# first ever Cinnamon teal



## Mojo1 (Sep 8, 2007)

I killed my first ever Cinnamon teal tonight, he was a beautiful drake. I got him out of a flock of 7 teal out at OB; I could had packed up and left the marsh right then. I got a Greenhead and Green wing drake too. Thank goodness for Mojo; he rooted him out of the reeds where he fell.
[attachment=1:1zkaylrk]cimminmion teal 001.jpg[/attachment:1zkaylrk]
[attachment=0:1zkaylrk]cimminmion teal 007.jpg[/attachment:1zkaylrk]
I made a goal for this hunting season to get a Cinnamon drake. It took me 4 years of hunting here in Utah to get a Cinnamon; he's going on the wall.

Tex if you read this post I'll be coming to visit you when I get back from my hunting trip down home. I liked some of the poses on your web site; just have to make my mind up how I want him. I leave in the morning for Oklahoma and then Arkansas; maybe I will get me another Woodie while down there


----------



## huntducksordietrying (Sep 21, 2007)

Good job that is one that I have never shot. I have never gotten a drake GW teal either.


----------



## Mojo1 (Sep 8, 2007)

huntducksordietrying said:


> Good job that is one that I have never shot. I have never gotten a drake GW teal either.

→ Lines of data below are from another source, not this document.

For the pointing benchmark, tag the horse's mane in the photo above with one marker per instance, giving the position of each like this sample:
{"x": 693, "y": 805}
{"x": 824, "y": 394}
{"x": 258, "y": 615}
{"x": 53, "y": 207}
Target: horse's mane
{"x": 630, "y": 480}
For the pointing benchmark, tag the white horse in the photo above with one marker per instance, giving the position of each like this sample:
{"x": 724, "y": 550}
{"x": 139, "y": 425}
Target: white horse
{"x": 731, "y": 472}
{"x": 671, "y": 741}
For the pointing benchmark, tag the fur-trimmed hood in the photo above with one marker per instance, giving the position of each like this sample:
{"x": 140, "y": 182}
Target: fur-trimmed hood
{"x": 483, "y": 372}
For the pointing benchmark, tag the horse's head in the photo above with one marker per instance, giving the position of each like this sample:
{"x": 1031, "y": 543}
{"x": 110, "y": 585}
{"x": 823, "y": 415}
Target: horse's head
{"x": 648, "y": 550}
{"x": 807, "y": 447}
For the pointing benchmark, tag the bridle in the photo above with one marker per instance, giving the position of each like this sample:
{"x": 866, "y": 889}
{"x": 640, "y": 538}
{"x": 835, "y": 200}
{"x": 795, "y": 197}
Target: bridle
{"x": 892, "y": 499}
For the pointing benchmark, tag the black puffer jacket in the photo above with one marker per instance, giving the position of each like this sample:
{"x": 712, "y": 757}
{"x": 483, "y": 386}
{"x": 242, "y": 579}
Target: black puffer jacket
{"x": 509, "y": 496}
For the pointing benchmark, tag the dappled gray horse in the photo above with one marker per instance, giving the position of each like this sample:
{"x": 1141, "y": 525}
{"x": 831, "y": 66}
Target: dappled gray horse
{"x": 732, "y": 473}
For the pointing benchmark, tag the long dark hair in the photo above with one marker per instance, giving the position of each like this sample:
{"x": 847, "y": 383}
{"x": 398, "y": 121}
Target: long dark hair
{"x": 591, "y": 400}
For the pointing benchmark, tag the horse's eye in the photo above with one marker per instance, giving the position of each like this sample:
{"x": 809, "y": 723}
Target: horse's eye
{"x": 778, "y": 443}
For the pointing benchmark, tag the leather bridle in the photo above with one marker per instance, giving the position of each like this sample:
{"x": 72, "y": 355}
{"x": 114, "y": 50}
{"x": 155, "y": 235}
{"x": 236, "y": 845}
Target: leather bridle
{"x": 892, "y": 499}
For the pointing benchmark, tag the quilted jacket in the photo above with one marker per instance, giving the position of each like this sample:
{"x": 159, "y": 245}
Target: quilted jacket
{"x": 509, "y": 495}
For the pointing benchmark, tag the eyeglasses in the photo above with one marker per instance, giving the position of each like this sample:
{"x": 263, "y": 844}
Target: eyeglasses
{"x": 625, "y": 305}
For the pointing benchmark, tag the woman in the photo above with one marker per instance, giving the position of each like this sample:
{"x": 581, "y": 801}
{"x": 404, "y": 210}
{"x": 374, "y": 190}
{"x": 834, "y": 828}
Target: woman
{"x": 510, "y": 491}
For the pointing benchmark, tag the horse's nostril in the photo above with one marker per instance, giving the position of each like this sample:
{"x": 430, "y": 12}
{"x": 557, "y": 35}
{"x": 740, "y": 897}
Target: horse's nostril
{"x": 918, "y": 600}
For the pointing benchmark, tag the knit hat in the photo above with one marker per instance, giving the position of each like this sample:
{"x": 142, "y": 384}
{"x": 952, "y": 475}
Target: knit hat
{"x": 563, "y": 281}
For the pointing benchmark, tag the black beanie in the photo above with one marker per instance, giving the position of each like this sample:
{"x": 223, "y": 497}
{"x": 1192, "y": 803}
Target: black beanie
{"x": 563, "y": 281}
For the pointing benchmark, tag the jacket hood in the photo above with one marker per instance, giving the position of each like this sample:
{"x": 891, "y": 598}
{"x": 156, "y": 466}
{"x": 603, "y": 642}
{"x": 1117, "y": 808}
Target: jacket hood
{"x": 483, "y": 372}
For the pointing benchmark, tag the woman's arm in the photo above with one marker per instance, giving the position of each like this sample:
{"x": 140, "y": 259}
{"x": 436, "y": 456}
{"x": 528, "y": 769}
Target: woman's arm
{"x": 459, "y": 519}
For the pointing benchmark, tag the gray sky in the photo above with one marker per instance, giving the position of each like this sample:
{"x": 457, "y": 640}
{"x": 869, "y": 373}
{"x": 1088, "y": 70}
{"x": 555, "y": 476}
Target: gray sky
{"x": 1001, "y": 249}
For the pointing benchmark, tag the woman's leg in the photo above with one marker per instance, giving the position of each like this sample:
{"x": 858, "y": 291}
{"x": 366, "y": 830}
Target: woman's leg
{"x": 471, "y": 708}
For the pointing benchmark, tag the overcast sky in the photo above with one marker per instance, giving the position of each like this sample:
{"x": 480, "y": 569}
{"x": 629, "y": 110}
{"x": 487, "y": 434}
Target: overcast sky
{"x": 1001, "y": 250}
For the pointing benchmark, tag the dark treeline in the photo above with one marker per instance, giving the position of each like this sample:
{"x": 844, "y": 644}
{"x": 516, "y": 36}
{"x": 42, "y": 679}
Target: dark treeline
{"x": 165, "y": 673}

The only thing I can tell you is keep on hunting as much as possible; your chance at one will come. The green wing's coloring are just now getting good as far as I can tell from the ones we have killed lately.


----------



## Duurty1 (Sep 10, 2007)

i got my first drake greenwing last saturday. i still have not shot a cinny- drake or hen


----------



## hamernhonkers (Sep 28, 2007)

Congrats on the cinny. They sure are pretty birds


----------



## Rabbit_slayer16 (Oct 18, 2007)

nice job. never gotten one either. this is only my second season though. as for gw drakes i have shot prob 15 or so this year already.


----------



## Riverrat77 (Sep 7, 2007)

Huntducks.... now that you're foot soldiering it... lets hook up because I have a spot I can get you swarms of greenwings. We will have to walk (its about 1.5 miles) according to GE but its worth it when you get there. Good luck today out in the marsh.... I have a spot I've seen really nice Cinnamon teal (well, two places actually) but one I hunt for Mallards and the other I haven't made it to to hunt yet. Maybe one day. 8) Very nice bird Mojo.... they sure are gorgeous suckers.


----------



## TEX-O-BOB (Sep 12, 2007)

Cool man!

Wrap him up really good in plasic, freeze him, and come see me when you're ready.


----------



## dunn_gary (Sep 11, 2007)

Nice, man. One doesn't too many cinnamons! I agree, that if it is in good shape, you might want to get it mounted.


----------



## duck jerky (Sep 8, 2007)

congrat's. it took me 21 seasons before i got full colored one.


----------



## dkhntrdstn (Sep 7, 2007)

congrats on your cinnom there. it a good looking bird there.


----------



## truemule (Sep 12, 2007)

Thats a nice cinny you got there. You will have to post some pics when tex gets it all done. He does some awsome work from the pics I've seen.


----------



## Ryfly (Sep 13, 2007)

I shot a hen on opening day but it's just not the same as a nice colored up drake!


----------